When I came to the project in November 2009, I coordinated the integration of BHL and BHL-Europe with the EDIT-project (European Distributed Institute of Taxonomy). After that time I was concerned with architectural questions regarding the taxonomic intelligence tools of BHL Europe. I could fill this position since I am both biologist and computer scientist. After that time I took care of setting up some core services for the BHL-Europe infrastructure and services supporting the development process like Jenkins, our continuous integration server.

Can you tell us some more about Solr?

Solr is a very fast open source enterprise search platform written in Java. It offers full-text search, spell check, faceted search, hit highlighting and it has tools that allows to deal with umlauts and special characters. It even has the possibility to find correct hits if you don't type the words exactly as they are stored in the index, we call this feature 'fuzzy search'. The full-text indexing and search core of Solr is the 'Lucene' search engine. Solr extends the capabilities of Lucene and has REST-like HTTP/XML and JSON APIs that allow to use Solr remotely and makes its application independent of specific programming languages.

One of the advantages of using Solr is that it not only can create an index, but that it can also store the information that has been indexed. We are making use of this feature as a caching mechanism to speed up things in the BHL-Europe portal. For example if you run a search in the portal all the information displayed in the result lists is directly coming out of Solr, so we don’t have to ask our core system every time for details on the matching entities. Only for example clicking on a link to the actual metadata or book viewer will access the Fedora-system.

The linking element between this core system, Fedora (the system that stores all the scans and the according metadata) and Solr is gSearch. If you put a new document or book into Fedora, gSearch recognizes this, and then transforms the internal Fedora data into a Solr-document. Then it tells Solr to index this document. This means the Solr-index is always up to date with the latest changes in Fedora.

Has the development of the BHL-Europe search facilities been difficult?

For the development process In general, one of the biggest difficulties was the fluctuation of staff, which is very common to projects like this.

Another big challenge more specific to the search functionality was to make the search functionality of portal as smooth and effective as possible. We had to align the different search options that are offered by the portal: simple search, advanced search, faceted search and browsing by several categories. Improving these aspects of the user interface was and still is an iterative process. In the beginning, we had wrong expectations of what the user wanted, and it was difficult to foresee all the hurdles on the way to a functional system.

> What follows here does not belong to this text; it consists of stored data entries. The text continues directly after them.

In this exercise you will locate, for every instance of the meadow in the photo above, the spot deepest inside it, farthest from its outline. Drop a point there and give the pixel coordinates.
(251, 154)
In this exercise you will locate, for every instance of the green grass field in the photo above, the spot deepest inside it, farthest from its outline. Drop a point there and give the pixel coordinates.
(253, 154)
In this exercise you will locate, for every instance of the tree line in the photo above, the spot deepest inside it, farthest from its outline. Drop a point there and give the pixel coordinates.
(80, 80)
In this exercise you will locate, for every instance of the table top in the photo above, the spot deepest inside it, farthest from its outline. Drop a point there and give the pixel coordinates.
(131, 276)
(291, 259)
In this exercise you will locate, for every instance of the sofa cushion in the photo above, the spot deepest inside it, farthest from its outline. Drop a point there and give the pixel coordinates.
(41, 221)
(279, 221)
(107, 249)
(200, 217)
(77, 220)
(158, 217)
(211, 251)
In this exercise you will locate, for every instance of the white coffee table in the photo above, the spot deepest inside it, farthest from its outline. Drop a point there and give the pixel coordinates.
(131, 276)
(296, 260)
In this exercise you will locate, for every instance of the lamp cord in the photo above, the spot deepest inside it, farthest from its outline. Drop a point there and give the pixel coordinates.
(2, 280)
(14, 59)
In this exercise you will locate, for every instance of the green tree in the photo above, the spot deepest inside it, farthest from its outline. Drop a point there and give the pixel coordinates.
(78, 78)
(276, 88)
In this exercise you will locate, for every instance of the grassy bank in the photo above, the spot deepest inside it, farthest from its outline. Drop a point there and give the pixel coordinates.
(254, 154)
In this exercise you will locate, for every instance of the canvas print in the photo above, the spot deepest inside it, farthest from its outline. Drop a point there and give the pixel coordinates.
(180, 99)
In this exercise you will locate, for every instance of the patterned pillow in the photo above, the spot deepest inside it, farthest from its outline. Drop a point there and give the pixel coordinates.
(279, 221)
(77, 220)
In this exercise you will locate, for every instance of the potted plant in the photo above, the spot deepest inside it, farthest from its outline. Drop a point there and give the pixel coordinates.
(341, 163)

Other demanding difficulties were due to a design principle of solr/Lucene which prevents you from reliably using wild-cards and umlauts in combination. This might be OK the for the Anglo-American  linguistic area , but it is actually a bug if you have to deal with language full of diacritic character like in Europe.

You were mentioning Jenkins before, can you tell us something about this integration environment?

In the previous interview Chris Sleep was talking about github, the source code repository and version control system. Jenkins is the next step in the development workflow. It helps us automating repetitive and crucial tasks: all code changes made by developers need to be build and deployed to testing servers. The integration server holds the whole BHL-Europe system and always reflects the most recent state of development. Once the system there has proven to be mature enough to be tested the BHL-Europe system components are deployed to the next stage, to the testing servers. There all in depth testing can than take place in a stabilized environment. Once testing has proven the system to be ready for release it is deployed to the last stage in the chain, to the production servers and the new features and bug fixes will become public. Jenkins is responsible for performing these build and deployment tasks. It for example monitors our github repository for changes and triggers specific deployment jobs in turn.